Artikel 18 Overzicht toetsen

Bij de opleiding worden de volgende toetsen aangeboden. Zie het overzicht in bijlage 1.

Artikel 19 Toetsen en beoordelen

1. Voor elke toets wijst de examencommissie één of meer examinatoren aan. Een examinator kan ook een deskundige van buiten de instelling zijn.

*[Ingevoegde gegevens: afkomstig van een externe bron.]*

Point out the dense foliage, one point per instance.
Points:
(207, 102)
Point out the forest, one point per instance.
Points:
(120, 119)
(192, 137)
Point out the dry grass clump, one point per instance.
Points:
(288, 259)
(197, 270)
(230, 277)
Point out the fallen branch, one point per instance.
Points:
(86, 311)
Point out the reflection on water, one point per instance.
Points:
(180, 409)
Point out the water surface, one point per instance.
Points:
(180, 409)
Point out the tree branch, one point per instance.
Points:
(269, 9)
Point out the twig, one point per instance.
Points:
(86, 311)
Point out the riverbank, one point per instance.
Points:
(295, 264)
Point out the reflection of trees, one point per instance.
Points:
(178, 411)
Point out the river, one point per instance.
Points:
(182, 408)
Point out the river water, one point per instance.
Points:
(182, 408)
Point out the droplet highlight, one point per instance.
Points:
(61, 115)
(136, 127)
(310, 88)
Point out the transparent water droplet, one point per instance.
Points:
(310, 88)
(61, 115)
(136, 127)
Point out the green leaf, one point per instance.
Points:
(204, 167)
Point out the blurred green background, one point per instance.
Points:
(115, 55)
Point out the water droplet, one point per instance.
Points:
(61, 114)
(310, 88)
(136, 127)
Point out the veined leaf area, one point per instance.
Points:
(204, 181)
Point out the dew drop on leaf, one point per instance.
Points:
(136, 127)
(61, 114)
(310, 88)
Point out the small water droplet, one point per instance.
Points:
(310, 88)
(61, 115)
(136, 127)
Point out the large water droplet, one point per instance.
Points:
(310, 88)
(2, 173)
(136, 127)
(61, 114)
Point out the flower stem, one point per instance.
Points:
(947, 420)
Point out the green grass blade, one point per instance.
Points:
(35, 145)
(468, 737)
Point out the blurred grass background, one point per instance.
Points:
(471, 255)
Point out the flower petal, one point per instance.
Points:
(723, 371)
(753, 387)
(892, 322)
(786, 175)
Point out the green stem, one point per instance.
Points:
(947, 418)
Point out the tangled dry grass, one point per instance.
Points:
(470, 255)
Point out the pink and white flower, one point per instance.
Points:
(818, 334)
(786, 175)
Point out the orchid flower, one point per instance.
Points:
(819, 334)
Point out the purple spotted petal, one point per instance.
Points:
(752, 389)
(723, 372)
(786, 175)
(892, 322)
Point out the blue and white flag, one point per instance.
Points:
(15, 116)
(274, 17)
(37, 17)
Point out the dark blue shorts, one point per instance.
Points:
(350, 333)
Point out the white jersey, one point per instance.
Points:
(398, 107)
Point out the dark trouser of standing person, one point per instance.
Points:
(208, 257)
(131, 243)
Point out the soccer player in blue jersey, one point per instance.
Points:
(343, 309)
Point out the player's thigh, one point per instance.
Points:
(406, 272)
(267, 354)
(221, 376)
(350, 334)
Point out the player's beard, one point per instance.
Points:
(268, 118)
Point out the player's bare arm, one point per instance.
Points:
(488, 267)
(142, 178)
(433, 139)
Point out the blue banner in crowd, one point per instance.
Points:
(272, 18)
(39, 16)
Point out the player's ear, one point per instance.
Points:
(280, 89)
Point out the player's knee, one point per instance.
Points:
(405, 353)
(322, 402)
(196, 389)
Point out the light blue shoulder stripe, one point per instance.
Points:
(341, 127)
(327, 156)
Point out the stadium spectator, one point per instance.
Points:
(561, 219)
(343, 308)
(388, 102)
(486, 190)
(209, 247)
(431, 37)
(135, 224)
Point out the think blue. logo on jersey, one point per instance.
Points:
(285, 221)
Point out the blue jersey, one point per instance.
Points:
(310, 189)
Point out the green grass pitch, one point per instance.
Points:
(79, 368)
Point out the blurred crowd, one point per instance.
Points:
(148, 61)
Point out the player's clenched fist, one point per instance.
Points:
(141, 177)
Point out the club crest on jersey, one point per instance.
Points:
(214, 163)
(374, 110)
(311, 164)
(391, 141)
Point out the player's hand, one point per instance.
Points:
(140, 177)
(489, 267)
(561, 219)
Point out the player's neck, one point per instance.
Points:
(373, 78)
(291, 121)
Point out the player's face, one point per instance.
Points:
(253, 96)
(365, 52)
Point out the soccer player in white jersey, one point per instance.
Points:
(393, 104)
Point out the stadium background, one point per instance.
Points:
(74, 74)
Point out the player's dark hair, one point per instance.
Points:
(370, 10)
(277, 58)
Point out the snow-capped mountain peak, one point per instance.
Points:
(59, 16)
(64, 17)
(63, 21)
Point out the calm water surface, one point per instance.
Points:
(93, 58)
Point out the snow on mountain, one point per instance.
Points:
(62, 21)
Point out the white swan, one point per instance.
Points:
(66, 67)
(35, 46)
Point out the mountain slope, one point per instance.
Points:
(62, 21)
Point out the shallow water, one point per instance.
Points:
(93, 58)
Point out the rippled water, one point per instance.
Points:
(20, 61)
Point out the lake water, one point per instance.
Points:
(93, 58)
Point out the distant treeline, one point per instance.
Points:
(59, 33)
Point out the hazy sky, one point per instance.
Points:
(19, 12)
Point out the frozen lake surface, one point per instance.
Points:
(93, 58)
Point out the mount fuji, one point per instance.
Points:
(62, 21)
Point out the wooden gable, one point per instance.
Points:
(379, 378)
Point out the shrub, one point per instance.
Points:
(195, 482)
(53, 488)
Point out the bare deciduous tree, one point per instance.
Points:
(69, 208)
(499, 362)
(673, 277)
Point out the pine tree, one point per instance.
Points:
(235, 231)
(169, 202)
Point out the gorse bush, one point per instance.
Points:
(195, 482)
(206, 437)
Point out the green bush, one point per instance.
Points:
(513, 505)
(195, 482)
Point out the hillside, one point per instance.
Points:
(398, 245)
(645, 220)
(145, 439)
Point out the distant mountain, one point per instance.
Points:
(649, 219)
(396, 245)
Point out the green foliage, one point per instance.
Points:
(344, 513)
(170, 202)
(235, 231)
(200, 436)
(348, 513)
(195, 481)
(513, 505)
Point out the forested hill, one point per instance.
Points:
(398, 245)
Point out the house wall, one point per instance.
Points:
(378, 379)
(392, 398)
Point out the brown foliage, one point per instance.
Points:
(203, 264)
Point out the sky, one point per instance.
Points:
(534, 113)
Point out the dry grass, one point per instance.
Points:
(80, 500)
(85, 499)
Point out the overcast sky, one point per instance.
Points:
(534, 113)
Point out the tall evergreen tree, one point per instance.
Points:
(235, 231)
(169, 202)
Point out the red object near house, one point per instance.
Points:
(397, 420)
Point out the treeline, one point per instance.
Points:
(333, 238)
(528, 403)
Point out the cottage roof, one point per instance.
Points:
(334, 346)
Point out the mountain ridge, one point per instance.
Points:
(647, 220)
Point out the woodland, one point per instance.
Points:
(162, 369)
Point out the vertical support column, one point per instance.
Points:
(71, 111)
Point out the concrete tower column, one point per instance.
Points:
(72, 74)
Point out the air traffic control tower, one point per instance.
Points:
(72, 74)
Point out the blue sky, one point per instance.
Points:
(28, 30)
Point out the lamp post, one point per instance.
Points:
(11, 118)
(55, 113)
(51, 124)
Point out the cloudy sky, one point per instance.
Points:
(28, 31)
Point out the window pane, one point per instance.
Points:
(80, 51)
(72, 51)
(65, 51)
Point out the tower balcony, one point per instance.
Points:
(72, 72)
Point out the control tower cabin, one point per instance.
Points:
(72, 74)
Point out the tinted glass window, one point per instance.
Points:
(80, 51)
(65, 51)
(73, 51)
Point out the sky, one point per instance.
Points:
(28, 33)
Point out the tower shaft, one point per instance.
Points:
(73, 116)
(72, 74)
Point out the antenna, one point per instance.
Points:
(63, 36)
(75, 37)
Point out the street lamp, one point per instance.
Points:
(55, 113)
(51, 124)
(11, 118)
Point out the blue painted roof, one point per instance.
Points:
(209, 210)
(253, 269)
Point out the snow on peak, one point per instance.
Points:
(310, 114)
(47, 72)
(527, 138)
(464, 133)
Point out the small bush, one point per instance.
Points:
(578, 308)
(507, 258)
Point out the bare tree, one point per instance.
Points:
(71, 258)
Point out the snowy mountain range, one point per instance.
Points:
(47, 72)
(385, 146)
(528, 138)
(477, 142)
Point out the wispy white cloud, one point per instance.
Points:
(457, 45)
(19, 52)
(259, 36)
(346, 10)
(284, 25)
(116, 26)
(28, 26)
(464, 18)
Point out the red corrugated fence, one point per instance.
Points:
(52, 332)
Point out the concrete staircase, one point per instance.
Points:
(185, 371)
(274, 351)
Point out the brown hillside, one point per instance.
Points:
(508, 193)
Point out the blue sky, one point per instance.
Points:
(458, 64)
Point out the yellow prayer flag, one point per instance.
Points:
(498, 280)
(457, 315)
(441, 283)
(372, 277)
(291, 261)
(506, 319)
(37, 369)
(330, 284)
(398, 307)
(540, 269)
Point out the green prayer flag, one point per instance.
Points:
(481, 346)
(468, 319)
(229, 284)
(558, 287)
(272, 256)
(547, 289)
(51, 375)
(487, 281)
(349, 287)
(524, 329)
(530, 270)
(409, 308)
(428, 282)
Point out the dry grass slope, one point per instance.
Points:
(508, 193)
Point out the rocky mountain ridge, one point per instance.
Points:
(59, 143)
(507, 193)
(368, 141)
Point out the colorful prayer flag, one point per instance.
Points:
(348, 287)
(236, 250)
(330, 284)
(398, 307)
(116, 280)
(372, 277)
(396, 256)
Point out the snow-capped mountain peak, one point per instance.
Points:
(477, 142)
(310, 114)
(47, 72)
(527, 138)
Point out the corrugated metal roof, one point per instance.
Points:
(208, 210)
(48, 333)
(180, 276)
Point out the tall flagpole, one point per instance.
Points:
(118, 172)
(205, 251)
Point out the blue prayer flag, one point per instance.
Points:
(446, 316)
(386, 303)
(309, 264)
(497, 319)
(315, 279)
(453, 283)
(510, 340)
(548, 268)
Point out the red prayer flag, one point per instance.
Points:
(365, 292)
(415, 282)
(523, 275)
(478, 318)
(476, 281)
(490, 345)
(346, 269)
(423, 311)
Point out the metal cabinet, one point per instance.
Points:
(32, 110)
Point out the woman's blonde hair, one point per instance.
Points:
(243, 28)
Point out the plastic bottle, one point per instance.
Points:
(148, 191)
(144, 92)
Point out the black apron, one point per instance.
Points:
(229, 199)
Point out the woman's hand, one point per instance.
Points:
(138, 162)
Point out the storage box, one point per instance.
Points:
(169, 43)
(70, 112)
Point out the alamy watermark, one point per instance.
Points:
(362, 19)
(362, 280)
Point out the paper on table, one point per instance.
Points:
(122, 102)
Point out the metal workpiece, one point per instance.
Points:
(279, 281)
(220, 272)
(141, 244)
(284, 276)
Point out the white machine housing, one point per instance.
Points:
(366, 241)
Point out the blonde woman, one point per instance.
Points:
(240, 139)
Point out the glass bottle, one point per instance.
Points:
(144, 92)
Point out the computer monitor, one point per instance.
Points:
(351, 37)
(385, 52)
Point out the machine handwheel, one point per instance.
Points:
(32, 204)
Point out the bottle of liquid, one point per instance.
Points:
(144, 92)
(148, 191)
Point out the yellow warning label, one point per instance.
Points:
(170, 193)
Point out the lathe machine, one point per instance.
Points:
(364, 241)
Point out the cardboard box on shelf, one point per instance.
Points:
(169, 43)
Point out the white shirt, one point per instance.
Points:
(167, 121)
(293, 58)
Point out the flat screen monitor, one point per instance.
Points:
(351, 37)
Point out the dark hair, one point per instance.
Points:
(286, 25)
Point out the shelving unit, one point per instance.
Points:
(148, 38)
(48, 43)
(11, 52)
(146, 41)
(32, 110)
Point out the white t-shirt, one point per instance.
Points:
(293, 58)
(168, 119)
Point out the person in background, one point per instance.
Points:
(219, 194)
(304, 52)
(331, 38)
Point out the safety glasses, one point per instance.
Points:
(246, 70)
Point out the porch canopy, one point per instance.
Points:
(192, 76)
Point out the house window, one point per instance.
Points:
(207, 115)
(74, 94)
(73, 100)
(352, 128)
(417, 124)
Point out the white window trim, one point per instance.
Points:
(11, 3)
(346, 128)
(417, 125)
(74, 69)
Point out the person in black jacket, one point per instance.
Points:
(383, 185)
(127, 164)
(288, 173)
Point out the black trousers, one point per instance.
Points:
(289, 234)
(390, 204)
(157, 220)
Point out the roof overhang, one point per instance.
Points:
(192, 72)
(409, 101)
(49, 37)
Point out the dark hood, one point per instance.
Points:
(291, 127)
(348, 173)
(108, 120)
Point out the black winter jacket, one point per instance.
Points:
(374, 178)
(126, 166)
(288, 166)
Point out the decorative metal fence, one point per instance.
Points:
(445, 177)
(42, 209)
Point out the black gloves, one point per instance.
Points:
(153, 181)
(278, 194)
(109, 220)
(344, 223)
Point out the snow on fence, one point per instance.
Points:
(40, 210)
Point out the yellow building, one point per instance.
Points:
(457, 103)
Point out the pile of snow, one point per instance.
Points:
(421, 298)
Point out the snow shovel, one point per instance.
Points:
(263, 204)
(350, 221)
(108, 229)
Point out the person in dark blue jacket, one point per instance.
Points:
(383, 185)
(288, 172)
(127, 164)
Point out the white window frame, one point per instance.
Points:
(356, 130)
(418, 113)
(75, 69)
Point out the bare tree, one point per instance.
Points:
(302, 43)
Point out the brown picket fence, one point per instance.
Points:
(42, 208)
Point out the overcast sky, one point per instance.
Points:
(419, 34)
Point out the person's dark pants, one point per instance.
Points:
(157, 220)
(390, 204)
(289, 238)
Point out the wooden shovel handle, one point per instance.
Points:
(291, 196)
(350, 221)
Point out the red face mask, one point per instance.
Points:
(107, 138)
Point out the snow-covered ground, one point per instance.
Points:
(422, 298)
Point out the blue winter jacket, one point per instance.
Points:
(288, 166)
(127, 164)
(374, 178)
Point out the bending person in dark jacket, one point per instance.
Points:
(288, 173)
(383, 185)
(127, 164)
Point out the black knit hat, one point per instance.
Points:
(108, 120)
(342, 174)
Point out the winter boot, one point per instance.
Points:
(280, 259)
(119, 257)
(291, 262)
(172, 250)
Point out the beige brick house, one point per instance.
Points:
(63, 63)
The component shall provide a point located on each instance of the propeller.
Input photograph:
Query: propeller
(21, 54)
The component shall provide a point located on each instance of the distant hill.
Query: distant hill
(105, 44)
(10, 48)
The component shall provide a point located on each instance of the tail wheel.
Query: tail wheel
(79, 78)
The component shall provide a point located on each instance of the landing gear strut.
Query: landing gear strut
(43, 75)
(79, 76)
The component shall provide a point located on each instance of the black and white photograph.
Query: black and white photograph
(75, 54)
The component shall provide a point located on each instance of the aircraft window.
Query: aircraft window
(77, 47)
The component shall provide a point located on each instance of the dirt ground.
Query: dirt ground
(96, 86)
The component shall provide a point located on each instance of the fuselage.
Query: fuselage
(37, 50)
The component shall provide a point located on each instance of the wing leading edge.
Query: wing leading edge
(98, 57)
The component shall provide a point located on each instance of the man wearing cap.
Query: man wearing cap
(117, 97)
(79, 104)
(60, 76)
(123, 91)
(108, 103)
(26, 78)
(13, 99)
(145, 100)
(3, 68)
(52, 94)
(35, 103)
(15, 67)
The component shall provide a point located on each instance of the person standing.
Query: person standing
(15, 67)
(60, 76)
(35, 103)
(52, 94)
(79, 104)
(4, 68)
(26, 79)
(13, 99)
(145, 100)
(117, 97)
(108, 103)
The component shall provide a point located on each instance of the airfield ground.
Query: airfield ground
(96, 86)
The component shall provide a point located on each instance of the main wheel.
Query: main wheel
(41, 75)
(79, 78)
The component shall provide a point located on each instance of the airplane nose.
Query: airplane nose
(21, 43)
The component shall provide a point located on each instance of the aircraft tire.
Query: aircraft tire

2. De toetsing van minors is beschreven in de minorregeling. Door de examinator van de minor wordt vastgesteld of de toetsen zijn behaald. De examencommissie van het penvoerend instituut, dat de minor aanbiedt, stelt vast of de student de minor heeft behaald en zorgt ervoor dat de student een certificaat ontvangt voor de behaalde minor. Het resultaat van de minor wordt doorgegeven aan de onderwijsadministraties van de opleidingen waar de studenten staan ingeschreven.

Artikel 20 Inhoud toets, tijdsduur toets, en hulpmiddelen toets en toetsrooster

1. De inhoud van de toets, waaronder de leerdoelen, staat beschreven in de studentenhandleiding en is uiterlijk 3 weken voorafgaand aan de toets beschikbaar voor studenten.

2. De examinator bepaalt de voor het afleggen van de toets beschikbare tijdsduur en de hulpmiddelen waarvan de student tijdens het afleggen van de toets gebruik kan maken, binnen de richtlijnen en de aanwijzingen die door de examencommissie zijn vastgesteld, en vermeldt dit op de toetsopgaven.

3. Het toetsrooster wordt bekend gemaakt via de opleidingsportal uiterlijk 3 weken voor aanvang van de betreffende toetsperiode.

Artikel 21 Deelname competentie-examens Er worden geen competentie-examens aangeboden.

Artikel 22 Aanmelding toetsen

1. De student moet zich voor toetsen aanmelden volgens onderstaande procedure.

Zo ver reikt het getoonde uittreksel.